O peso da crise

Moeda cai, argentinos estocam compras e país reviveu saques a lojas. Oposição fala em fome, governo vê armação

Luciana Taddeo Colaboração para o UOL, de Buenos Aires
MARCOS BRINDICCI / Reuters

Em um ano, o peso perde mais da metade do valor frente ao dólar, os preços disparam, os argentinos empobrecem e voltam a estocar produtos em casa. E tudo isso são fatos comprováveis.

Assombrados pela expectativa de mais inflação, começam a receber vídeos de gente arrombando portas, quebrando vitrines e retirando produtos de lojas. Mas a veracidade, a motivação e a frequência desses fatos é difícil de comprovar.

Em meio a mais uma crise cambial, a Argentina reviveu, entre a última semana de agosto e a primeira de setembro, o fantasma dos saques ao comércio, que assustaram o país em 2001 e em 2012. Governo e oposição disputam os cálculos e a narrativa: a equipe do presidente Maurício Macri admite sete tentativas de saque, mas vê exagero e armação, já que algumas das imagens que circulam são antigas e os saques seriam organizados, via grupos online, por gente tentando se aproveitar da situação para lucrar.

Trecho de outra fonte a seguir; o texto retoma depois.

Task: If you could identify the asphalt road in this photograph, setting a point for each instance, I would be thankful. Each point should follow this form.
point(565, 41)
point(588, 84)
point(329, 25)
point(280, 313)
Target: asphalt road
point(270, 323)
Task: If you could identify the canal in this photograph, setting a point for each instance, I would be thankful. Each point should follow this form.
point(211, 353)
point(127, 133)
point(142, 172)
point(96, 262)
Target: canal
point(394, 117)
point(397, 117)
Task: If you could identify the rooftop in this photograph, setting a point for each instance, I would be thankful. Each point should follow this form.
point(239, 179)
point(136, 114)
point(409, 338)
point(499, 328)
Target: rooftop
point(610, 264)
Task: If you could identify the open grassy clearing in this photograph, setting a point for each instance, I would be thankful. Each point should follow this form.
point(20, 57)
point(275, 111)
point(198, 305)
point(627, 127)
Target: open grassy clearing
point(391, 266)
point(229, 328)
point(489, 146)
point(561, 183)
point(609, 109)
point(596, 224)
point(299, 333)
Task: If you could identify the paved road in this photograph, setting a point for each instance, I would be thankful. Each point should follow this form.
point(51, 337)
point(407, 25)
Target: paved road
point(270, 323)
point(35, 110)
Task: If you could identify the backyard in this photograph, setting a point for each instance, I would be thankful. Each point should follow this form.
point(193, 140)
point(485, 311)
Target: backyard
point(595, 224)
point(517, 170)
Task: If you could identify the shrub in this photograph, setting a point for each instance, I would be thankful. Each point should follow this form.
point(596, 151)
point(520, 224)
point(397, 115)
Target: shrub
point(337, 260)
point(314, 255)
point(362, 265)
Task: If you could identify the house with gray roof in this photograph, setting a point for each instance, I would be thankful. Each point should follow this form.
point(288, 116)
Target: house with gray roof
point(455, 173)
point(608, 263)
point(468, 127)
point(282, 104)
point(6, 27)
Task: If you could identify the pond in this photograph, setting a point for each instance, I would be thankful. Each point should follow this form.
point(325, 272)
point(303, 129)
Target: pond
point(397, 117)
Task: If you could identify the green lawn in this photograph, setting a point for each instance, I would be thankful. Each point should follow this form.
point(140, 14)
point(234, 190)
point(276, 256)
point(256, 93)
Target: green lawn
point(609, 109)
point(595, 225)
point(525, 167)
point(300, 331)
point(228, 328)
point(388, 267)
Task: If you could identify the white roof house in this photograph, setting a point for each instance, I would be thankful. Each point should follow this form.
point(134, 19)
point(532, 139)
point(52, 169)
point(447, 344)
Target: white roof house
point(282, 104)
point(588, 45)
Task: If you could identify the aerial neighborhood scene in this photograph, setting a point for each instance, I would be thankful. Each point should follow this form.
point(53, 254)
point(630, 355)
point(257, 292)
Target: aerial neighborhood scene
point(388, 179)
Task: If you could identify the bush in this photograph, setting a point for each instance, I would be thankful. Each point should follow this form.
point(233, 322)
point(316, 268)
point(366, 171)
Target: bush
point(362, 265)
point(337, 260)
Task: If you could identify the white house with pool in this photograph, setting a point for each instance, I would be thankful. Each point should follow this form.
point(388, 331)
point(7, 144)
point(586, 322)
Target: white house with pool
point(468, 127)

Do outro lado, há os que veem nos saques o reflexo do desespero de quem já não consegue pagar por itens básicos.

Nessa guerra de versões alimentada pelas redes sociais, já há vítimas no mundo real. No início do mês, um garoto de 13 anos foi morto na província de Chaco, interior do país. A polícia diz que ele participava de uma tentativa de saque a um supermercado. A mãe diz que ele só passava pelo local.

Juan Mabromata/AFP Juan Mabromata/AFP

Argentinos perdem poder de compra

Com três filhos e à espera o quarto, Jenifer Machado, 25, abriu, há um ano, um refeitório que atende cerca de 60 crianças de baixa renda. Mas está cada vez mais difícil preparar as merendas.

Segundo ela, os preços da farinha de trigo e do macarrão praticamente dobraram. E as doações estão cada vez mais raras.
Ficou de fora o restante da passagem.